A deal for China’s largest cement maker to take over a major rival collapsed after failing to gain government approval, the company said yesterday, in a blow to Beijing’s pledges to tackle oversupply.
Anhui Conch Cement Co (安徽海螺水泥) offered nearly US$600 million for a controlling stake in struggling West China Cement Ltd (西部水泥) late last year, but China’s commerce authorities failed to approve it by the Thursday deadline, scuttling the deal, Anhui Conch said on its Web site.
Rumors the deal was in danger saw West China Cement shares plunge 33 percent in Hong Kong on Tuesday before they were suspended from trading.
The companies said in a joint statement on Thursday to the Hong Kong Stock Exchange that they would “continue to explore future opportunities for business collaboration in different structures or manners.”

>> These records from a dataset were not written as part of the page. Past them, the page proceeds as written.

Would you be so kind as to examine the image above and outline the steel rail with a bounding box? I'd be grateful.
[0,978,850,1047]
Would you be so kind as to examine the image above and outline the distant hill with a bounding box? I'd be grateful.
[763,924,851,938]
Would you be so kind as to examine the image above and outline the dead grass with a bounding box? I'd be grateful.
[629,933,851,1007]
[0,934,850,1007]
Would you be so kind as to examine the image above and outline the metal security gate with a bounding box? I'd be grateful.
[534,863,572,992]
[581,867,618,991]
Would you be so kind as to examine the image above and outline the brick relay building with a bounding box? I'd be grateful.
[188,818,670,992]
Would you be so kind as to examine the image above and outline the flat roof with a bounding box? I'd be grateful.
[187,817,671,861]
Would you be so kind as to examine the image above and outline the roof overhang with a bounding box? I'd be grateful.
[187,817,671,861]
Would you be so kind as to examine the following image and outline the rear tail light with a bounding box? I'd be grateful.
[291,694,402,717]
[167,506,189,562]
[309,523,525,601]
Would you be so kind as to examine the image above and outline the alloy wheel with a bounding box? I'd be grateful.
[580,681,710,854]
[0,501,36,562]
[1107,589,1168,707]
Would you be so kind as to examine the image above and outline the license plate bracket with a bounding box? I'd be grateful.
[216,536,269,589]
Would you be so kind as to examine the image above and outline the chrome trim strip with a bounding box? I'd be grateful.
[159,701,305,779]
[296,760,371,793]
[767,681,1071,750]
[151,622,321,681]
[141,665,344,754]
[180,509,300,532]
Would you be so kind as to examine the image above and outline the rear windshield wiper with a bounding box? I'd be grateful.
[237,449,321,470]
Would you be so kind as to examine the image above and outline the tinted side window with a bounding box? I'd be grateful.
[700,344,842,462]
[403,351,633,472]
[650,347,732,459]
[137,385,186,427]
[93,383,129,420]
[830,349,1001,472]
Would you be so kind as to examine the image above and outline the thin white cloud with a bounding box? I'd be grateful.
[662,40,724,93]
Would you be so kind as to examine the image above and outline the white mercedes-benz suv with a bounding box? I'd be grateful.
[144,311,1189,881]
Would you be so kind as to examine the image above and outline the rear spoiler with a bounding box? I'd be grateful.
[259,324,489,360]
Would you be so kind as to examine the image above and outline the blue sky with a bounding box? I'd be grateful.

The Chinese government has repeatedly pledged to tackle overcapacity in its inefficient, largely state-owned heavy industry. However, most major industrial firms have powerful political backers, making efforts to shutter or merge them particularly challenging in the face of vested interests.
China’s cement industry boomed during the country’s three decades of massive investment in highways, airports, apartment buildings and office blocks, bloating to more than 3,300 firms.
Beijing has said it wants to reorient the economy toward a consumer-driven model, but the transition has proven challenging.
Anhui Conch is a state-owned enterprise controlled by the Anhui Provincial Government.
Analysts said its easier access to financing as a state-run firm would have boosted highly-indebted West China Cement’s ability to borrow after it posted losses of 309 million yuan (US$46.4 million at the current exchange rate) last year.